In Thomas v. City of East Orange, Docket No. 1-1468-10 (App. Div. 2011), the Appellate Division panel, Judges Reisner and LeWinn, affirmed the trial court’s ruling, holding an injured employee does not have to reimburse an employer or carrier for monies paid on a workers compensation claim when the third-party tortfeasor is a public entity..

The plaintiff, a police officer in the City of East Orange, was injured while driving a vehicle on the job. He obtained coverage for his injuries through the City, which was self-insured for workers compensation purposes. In addition to his workers compensation action, he filed suit against the City of Newark and the County of Essex for negligence and obtained a settlement. The lawsuit did not seek recovery for medical bills or lost wages and further, the settlement did not allocate any funds for those expenses and losses. By virtue of N.J.S.A. 59:9-2(e) and Travelers Insurance Co. v. Collella, 168 N.J. Super. 412, 416 (App. Div. 1979), plaintiff was actually barred from recovering an award from a public entity for medical bills or lost income that would be otherwise recoverable through workers compensation. N.J.S.A. 59:9-2(e) provides, in pertinent part, “No insurer or other person shall be entitled to bring an action under a subrogation provision in an insurance contract against a public entity or public employee.”

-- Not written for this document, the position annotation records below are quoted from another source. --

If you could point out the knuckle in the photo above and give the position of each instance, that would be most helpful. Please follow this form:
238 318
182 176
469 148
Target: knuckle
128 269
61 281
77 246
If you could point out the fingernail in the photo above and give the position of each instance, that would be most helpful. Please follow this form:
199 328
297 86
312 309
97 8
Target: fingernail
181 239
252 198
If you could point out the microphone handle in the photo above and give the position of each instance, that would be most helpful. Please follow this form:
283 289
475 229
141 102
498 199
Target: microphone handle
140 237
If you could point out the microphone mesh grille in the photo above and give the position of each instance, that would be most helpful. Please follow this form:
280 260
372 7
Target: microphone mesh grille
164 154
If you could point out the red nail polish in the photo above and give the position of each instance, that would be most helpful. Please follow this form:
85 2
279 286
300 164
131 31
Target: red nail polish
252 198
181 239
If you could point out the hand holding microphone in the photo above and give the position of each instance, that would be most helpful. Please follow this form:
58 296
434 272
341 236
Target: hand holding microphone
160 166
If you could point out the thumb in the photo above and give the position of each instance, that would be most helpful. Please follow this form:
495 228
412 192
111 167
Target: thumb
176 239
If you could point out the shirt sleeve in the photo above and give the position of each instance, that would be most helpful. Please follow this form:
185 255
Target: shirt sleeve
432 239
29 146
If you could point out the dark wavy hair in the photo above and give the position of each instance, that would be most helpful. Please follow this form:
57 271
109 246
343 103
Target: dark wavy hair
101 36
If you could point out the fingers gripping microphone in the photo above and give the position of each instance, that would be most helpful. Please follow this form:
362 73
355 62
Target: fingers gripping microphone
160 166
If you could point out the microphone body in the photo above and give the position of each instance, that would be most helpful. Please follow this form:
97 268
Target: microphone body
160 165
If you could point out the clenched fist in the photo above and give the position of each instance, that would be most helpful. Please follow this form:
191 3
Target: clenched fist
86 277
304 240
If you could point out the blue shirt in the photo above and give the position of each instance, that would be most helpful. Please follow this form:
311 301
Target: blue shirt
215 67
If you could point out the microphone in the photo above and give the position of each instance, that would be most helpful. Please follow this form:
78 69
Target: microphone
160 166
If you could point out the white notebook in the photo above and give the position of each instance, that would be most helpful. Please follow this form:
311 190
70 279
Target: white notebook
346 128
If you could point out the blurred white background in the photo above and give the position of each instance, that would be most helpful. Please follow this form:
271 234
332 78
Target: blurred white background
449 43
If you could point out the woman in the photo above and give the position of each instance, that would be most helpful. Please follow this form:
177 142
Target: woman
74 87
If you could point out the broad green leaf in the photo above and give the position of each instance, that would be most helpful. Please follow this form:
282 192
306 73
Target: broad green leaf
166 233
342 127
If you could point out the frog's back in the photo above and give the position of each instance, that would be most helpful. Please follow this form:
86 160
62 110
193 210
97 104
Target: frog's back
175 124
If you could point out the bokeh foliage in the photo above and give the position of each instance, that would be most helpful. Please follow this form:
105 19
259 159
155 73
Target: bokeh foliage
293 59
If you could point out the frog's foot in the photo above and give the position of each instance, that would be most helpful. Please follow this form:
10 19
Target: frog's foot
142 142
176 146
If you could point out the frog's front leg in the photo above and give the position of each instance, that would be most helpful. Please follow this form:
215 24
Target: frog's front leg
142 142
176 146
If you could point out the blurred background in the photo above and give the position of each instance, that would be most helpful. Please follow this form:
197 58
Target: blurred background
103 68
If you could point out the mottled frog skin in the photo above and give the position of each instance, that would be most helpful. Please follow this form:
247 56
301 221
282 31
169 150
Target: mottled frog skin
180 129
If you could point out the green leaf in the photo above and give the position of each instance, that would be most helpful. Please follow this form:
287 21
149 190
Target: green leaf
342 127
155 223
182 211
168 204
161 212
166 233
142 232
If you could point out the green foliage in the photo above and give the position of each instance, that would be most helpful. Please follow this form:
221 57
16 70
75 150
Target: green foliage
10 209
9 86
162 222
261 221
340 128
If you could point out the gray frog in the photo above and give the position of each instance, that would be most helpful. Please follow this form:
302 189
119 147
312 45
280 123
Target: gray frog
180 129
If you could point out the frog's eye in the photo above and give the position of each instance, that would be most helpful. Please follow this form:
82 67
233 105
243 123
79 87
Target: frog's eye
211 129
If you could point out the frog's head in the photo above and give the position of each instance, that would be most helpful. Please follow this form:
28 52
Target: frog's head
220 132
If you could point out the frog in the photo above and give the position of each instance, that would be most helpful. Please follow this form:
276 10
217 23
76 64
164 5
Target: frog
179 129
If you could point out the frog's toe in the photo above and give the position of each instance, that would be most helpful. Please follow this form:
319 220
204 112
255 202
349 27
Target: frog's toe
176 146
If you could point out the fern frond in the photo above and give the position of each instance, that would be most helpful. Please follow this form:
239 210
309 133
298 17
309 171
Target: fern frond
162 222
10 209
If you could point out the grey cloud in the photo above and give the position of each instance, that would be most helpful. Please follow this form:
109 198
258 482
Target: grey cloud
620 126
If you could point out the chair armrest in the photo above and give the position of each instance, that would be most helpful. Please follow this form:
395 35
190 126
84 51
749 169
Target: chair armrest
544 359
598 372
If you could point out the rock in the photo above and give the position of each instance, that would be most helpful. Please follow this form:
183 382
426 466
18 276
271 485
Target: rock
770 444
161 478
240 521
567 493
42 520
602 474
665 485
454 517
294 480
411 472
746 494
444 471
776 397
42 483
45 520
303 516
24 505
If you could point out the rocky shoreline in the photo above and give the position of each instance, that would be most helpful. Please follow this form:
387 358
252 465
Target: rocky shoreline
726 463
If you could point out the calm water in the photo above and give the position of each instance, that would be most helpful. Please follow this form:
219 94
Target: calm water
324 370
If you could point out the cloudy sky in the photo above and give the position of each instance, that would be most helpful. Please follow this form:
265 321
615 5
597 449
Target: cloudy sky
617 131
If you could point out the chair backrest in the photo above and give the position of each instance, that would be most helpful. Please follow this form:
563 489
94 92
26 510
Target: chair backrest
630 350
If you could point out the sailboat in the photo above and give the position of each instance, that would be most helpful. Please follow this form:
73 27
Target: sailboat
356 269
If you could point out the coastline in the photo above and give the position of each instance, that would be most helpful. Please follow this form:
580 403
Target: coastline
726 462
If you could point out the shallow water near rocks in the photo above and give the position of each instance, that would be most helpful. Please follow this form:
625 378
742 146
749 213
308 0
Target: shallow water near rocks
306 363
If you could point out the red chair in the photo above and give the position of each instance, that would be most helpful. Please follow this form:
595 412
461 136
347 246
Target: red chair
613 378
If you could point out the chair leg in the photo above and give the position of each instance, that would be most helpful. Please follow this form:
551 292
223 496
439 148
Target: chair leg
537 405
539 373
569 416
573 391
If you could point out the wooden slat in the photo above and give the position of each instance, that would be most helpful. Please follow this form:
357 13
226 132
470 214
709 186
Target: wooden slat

After plaintiff’s settlement with the public entity tortfeasors, East Orange sought subrogation from the plaintiff for the amount paid on the workers compensation claim and placed a lien on the settlement proceeds, pursuant to the Workers Compensation Act, N.J.S.A. 34:15-40(d). The Act provides that an employer or its compensation carrier may obtain reimbursement, out of an employee’s settlement with a third party, for any monies the employer or carrier made to the employee.

Plaintiff filed a motion for summary judgment. The trial court judge, The Honorable Michael E. Casale, in a written opinion, held “where, as here, a public entity is the third-party tortfeasor, the Tort Claims Act (TCA), N.J.S.A. 59:9-2(e), bars subrogation by the employer or its worker’s compensation carrier.” The Appellate Division adopted Judge Casale’s opinion, adding that, “It is clear N.J.S.A. 34:15-40 not only permits subrogation recovery from the employee, but would allow a lawsuit directly against the third-party tortfeasor. However, in enacting the TCA, the Legislature intended that the cost of worker’s compensation payments should not be shifted to a public entity that happened to be a third-party tortfeasor. Instead, those costs were to be absorbed by the workers compensation insurance.”

The opinion continues that, as a practical matter, litigants who settle third-party suits often request higher settlement amounts, contemplating the subrogation aspect of the settlement. However, in a case where the third-party tortfeasor is a public entity, this would result only in higher payments for the citizens of the state, which is not consistent with the goals of the Tort Claims Act. Furthermore, “allowing subrogation where the employer and tortfeasor are both public entities would authorize one public entity to sue another, resulting in litigation costs to both, and, at best, an eventual shift of funds from one taxpayer funded pocket to another. Again, that result would be counterproductive and inconsistent with the purpose of the TCA.”